We can confirm that joydev module is not loaded and our new module is loaded now just by listing the modules in one of our nodes and check that there is no output:

05:19:01 root@rhcs-sign-test labsv2-test → oc debug node/ebl-worker-1.edgeinfra.cloud 
Temporary namespace openshift-debug-mr26h is created for debugging node...
Starting pod/ebl-worker-1edgeinfracloud-debug ...
To use host binaries, run `chroot /host`

Pod IP: 192.168.122.101
If you don't see a command prompt, try pressing enter.
sh-4.4# 
sh-4.4# chroot /host
sh-5.1# lsmod | grep joydev
sh-5.1# lsmod | grep kmm   
kmm_ci_a               16384  0
sh-5.1# 

Device Plugins

Device plugins play a crucial role in allocating and reporting specific hardware devices to the cluster.

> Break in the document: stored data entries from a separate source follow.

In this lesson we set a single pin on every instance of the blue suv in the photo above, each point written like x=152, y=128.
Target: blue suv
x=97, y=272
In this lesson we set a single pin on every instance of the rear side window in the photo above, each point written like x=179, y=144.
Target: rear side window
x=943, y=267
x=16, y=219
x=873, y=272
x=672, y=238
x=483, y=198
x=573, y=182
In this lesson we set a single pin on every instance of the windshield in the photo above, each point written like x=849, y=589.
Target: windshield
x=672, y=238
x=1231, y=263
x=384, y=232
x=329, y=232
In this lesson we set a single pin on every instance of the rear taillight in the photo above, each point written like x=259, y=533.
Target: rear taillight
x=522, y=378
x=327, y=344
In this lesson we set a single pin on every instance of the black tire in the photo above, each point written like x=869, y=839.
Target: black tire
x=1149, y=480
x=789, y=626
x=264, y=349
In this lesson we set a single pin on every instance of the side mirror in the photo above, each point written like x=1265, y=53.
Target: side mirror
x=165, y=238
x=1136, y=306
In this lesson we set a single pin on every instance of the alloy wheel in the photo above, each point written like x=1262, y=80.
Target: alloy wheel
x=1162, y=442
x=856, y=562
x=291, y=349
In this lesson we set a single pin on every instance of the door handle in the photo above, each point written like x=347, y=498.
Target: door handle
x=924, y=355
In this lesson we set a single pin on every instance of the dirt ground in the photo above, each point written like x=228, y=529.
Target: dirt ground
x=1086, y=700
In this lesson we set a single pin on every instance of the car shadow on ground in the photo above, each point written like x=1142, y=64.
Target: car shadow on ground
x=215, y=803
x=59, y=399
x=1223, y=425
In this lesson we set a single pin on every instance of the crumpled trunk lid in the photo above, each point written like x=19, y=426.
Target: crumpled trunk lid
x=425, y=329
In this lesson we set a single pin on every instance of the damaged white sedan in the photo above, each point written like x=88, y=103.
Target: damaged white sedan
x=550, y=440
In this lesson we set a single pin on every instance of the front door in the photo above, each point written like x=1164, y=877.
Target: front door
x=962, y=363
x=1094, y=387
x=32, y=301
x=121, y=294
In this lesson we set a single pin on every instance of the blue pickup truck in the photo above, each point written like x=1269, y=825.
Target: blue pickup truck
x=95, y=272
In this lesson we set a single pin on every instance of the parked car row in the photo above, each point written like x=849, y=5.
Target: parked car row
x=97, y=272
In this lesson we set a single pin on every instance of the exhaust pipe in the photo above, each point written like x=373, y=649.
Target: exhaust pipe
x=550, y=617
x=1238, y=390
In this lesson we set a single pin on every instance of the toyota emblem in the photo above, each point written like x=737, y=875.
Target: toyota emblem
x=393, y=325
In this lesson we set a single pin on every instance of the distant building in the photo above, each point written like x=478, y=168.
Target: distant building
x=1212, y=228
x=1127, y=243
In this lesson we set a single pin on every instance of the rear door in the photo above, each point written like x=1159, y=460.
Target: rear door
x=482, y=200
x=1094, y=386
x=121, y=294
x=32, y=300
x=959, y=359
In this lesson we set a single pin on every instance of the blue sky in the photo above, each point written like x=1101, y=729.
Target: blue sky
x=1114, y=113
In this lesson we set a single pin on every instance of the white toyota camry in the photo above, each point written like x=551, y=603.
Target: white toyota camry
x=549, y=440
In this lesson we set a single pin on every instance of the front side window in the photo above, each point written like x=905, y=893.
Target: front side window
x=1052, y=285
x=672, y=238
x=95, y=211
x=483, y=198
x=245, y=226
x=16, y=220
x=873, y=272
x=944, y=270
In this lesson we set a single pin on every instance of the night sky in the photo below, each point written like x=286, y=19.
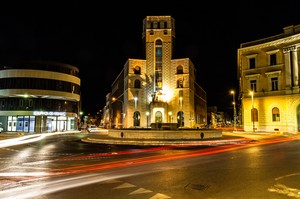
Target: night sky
x=98, y=39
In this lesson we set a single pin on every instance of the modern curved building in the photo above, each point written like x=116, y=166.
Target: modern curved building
x=39, y=96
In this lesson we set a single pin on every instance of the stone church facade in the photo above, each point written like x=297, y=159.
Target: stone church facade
x=158, y=91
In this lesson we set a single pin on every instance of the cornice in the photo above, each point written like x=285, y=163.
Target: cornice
x=278, y=42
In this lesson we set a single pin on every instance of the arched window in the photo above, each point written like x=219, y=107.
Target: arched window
x=180, y=118
x=136, y=118
x=179, y=83
x=254, y=115
x=137, y=70
x=179, y=70
x=137, y=83
x=275, y=114
x=158, y=117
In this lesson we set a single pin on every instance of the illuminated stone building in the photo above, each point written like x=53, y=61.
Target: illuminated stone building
x=268, y=72
x=158, y=91
x=39, y=96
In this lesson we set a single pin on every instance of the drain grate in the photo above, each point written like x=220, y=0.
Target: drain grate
x=200, y=187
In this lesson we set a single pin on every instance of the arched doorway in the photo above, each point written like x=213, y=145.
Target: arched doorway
x=298, y=117
x=180, y=118
x=136, y=118
x=158, y=117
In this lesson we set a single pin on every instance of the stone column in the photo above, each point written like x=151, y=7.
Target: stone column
x=295, y=67
x=287, y=65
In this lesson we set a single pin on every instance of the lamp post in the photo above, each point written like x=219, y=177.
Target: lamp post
x=234, y=109
x=147, y=114
x=252, y=111
x=135, y=102
x=170, y=117
x=122, y=111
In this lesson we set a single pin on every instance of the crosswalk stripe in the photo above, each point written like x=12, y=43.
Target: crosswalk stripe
x=140, y=190
x=159, y=196
x=125, y=185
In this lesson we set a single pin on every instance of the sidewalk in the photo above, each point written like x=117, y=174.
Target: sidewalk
x=228, y=137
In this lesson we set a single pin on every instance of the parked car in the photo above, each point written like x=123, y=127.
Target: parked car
x=93, y=129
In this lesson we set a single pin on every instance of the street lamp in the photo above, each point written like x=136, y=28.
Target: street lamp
x=170, y=116
x=252, y=110
x=135, y=102
x=122, y=111
x=147, y=114
x=234, y=109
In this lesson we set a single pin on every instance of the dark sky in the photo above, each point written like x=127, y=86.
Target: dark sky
x=98, y=37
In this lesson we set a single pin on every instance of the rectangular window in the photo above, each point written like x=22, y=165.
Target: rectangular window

They are used for providing user-space configuration to the hardware devices and reporting those to the Kubernetes API so later scheduling decisions can be made.

In KMM, you can load device plugin images as part of the Module object.

For this example, we will utilize this plugin called simple-device-plugin to simulate device plugins. This plugin provides a way to emulate device plugins and test their functionality within the cluster.

device_plugin.yaml

---
apiVersion: kmm.sigs.x-k8s.io/v1beta1
kind: Module
metadata:
  name: kmm-ci-a
  namespace: labsv2 
spec:
  devicePlugin:
    serviceAccountName: labsv2sa
    container:
      image: myrepo.xyz/simple-device-plugin:latest
      imagePullPolicy: Always
      args:
      - "-config=config-labs.yaml"
  moduleLoader:
    serviceAccountName: labsv2sa
    container:
      modprobe:
        moduleName: kmm-ci-a
      kernelMappings:
        - regexp: '^.*'
          containerImage: myrepo.xyz/kmm-labs:kmm-kmod-5.14.0-284.36.1.el9_2.x86_64-v1.0
  imageRepoSecret:
    name: myrepo-pull-secret
  selector:
    node-role.kubernetes.io/worker: ""

We can check that our device plugin app has been loaded just describing one of the selected nodes and looking at the resources.

$ oc describe node mynode
...
Allocated resources:
  (Total limits may be over 100 percent, i.e., overcommitted.)
  Resource                   Requests      Limits
  --------                   --------      ------
  cpu                        749m (9%)     0 (0%)
  memory                     4406Mi (29%)  0 (0%)
  ephemeral-storage          0 (0%)        0 (0%)
  hugepages-1Gi              0 (0%)        0 (0%)
  hugepages-2Mi              0 (0%)        0 (0%)
  dummy/dummyDev             0             0
  example.com/ptemplate      0             0
  example.com/simple-device  0             0
...

Seamless upgrade of kernel Module: Orderly process without reboot

To minimize the impact on the workload running in the cluster, kernel module upgrades should be performed on a per-node basis in an order that can be defined/managed by user.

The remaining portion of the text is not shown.